Los hechos son tanto más confusos cuanto más alejado de Bogotá esté el lugar donde suceden. La asonada que destruyó el puesto de policía del corregimiento El Mango, el 23 de junio pasado, descubre las inconsistencias que regulan la vida cotidiana en las zonas de conflicto.
Como siempre ocurre, los hechos son tanto más confusos cuanto más alejado de Bogotá esté el lugar donde suceden. La asonada que destruyó el puesto de policía del corregimiento El Mango, en Argelia Cauca el 23 de junio pasado, descubre las inconsistencias que regulan la vida cotidiana en las zonas de conflicto.L
Nadie pone en duda, ni siquiera los argelinos, que esta es una región con fuerte presencia de las Farc.
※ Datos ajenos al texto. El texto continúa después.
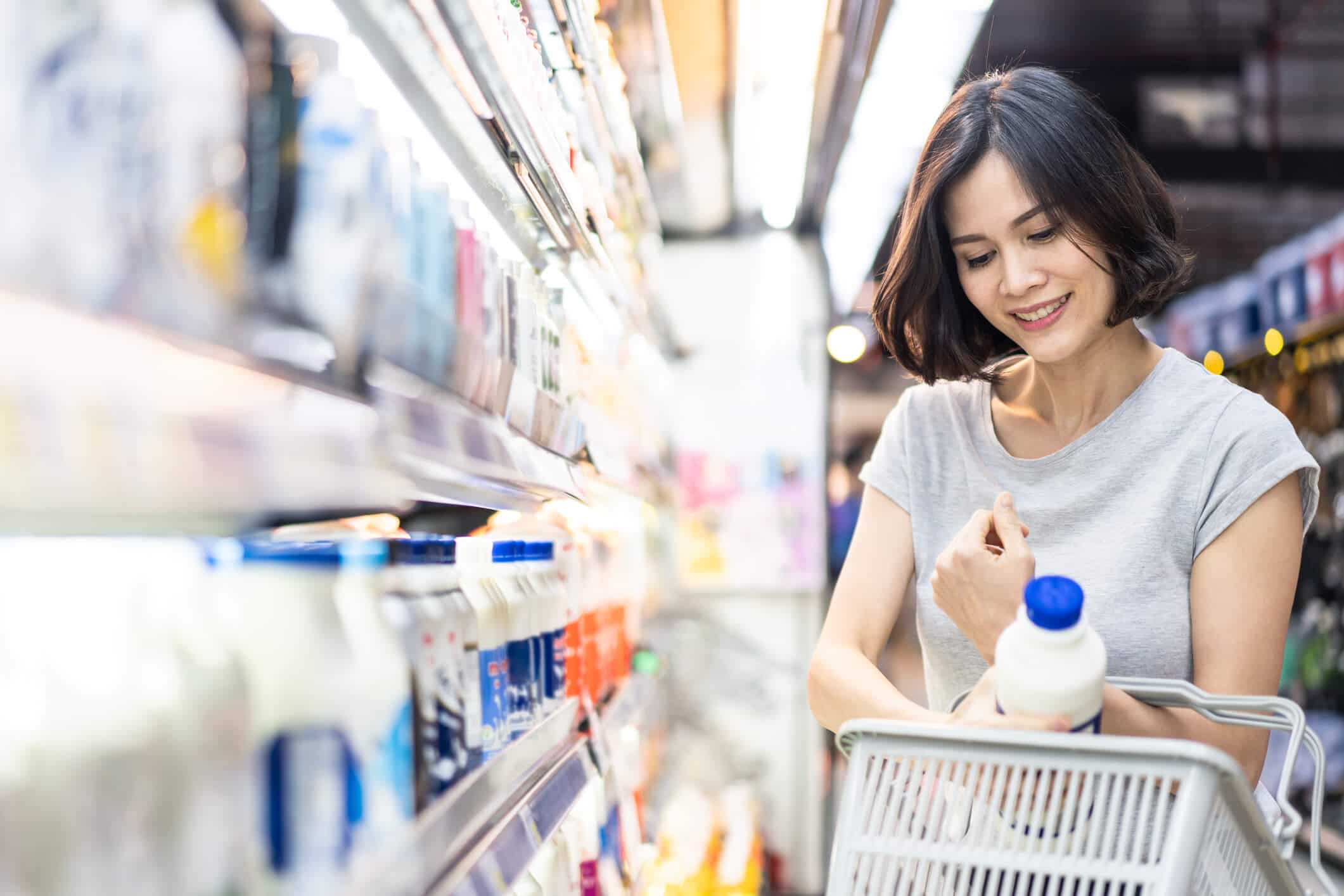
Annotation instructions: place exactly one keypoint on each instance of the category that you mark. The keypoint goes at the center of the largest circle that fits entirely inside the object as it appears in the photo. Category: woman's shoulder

Que desde el final del cese al fuego la amenaza de ataques creció. Que en la mente de los campesinos que habitan en el casco urbano de este pequeño corregimiento aun retumba el traqueteo de la toma que en julio de 2013 dejó como saldo 2 de sus vecinos muertos y 22 casas averiadas.
No se discute la necesidad de que exista protección militar para la población civil; lo que los mangueños (mangueros, manguenses) reclaman es la reubicación del puesto de policía que, de manera improvisada, se instaló en sus calles tras una trinchera de bultos de arena que amaga proteger la vida de 4 policías que, apertrechados y solos, tendrían que resistir un ataque, fiero y despiadado como siempre, de las Farc.
Por eso, los pobladores de El Mango se alzaron. O sacan a esos policías y los reubican, o los echamos. Y los echaron. Metieron buldozer, tumbaron los bultos de arena, quemaron la casa, y escoltaron a los policías hasta la cabecera municipal, para proteger las vidas de ellos y las suyas propias ante un inminente peligro.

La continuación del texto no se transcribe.